Gesar nodded and took a drink of beer.
“Then Zabulon suggested I should commit… an act of betrayal. He said that Vitaly Rogoza was a Mirror-Magician created by the Twilight in response to the increasing strength of the Night Watch. That his main goal was to kill Svetlana or deprive her of her powers. And if I was late for the session of the Inquisition, then Rogoza would strip Svetlana of her Power and dematerialize.”
“And you agreed?”
Anton thought before he formulated his answer. He’d run through this conversation with Gesar plenty of times in his head. But he’d never found the right words…
“Gesar, the only other alternative would have been continuing confrontation. Obviously, either Svetlana would have been killed, or…”

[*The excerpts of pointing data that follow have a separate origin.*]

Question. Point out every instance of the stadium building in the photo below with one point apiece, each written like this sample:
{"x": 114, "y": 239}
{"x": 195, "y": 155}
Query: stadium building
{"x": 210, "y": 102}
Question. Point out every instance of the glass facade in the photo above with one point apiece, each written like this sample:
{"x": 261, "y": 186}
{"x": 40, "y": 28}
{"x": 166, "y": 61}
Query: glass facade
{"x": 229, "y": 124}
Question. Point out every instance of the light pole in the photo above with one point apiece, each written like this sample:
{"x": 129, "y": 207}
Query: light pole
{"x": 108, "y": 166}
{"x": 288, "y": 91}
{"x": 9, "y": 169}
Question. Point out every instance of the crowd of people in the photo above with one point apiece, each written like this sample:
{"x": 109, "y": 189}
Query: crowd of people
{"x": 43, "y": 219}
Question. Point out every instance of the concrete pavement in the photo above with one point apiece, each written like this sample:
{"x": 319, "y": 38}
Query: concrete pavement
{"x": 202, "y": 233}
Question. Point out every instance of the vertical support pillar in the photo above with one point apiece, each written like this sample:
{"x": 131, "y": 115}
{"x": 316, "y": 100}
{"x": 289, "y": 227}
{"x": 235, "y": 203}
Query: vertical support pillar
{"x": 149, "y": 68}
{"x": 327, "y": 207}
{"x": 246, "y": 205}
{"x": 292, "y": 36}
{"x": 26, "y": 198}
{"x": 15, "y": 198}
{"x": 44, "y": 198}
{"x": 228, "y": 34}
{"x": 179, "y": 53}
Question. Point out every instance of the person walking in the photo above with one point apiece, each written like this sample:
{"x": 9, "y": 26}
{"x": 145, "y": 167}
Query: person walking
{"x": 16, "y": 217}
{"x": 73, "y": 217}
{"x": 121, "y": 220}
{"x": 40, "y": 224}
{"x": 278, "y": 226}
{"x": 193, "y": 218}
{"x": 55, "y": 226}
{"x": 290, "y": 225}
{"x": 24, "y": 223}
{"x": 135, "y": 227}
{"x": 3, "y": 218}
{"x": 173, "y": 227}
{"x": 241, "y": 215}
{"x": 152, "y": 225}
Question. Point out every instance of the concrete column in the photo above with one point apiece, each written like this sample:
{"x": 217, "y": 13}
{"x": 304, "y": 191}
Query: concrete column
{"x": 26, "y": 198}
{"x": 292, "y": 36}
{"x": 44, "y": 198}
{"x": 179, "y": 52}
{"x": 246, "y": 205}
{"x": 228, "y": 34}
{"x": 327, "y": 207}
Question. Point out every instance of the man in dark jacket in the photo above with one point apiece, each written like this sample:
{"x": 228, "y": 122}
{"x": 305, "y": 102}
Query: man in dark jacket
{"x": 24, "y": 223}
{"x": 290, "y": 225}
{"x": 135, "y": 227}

“Or?” Gesar was clearly interested.
“Or many Others would have been… less exalted members of the Watch. To weaken us to the same extent overall.”
Gesar nodded. “You figured it out for yourself?”
“No, not entirely. I rummaged in the archives and found a few similar cases, one of which ended with the annihilation of the entire Kiev division of Night Watch, apart from its leader, Alexander von Kissel. That time, the Mirror’s target was apparently von Kissel, but he managed to protect himself. The result was that ordinary operatives and magicians died.”
“But why didn’t you contact me?” Gesar asked. “Why didn’t you warn me about Zabulon’s visit?”
“How could I know what he was expecting to happen? Maybe just that-for me to go dashing to you for advice.
Zabulon was clearly trying to trick me, but I couldn’t figure out what the trap was. It could have been a mistake to contact you, or to keep quiet. So I chose a third way. I tried to prevent the Mirror getting to Svetlana. Using a very primitive method-I rammed his car.”
“Bravo,” said Gesar in a strange, squeaky voice. “Well done, Anton. It didn’t work, but it was a good try. But why didn’t you tell anyone who Rogoza was?”
“Why didn’t you tell anyone, Boris Ignatievich?” Anton asked, raising his head. “Or are you trying to tell me it wasn’t you who led the investigation into the events in Kiev in October 1906? Or is one lousy century too much for your memory to retain? The entire situation was a perfect parallel. A certain Vladimir Sobolev came to Kiev from Poltava and registered with the Night Watch. He was later found at the scene of the murder of a young streetwalker, where there were clear signs of vampirism, then he was caught near the spot where a witches’
coven was dispersed…”
“What did I summon you for?” Gesar asked in a very loud, indignant voice. “To question you about the dubious circumstances of your relations with Dark Ones or to hear you accusing me?”
“You summoned me, Boris Ignatievich, to have a drink of beer. And to ask me to do something for you.”
Gesar started breathing heavily. Then he shook his head. “No, I’m not going to ask. I still have the right to order you.”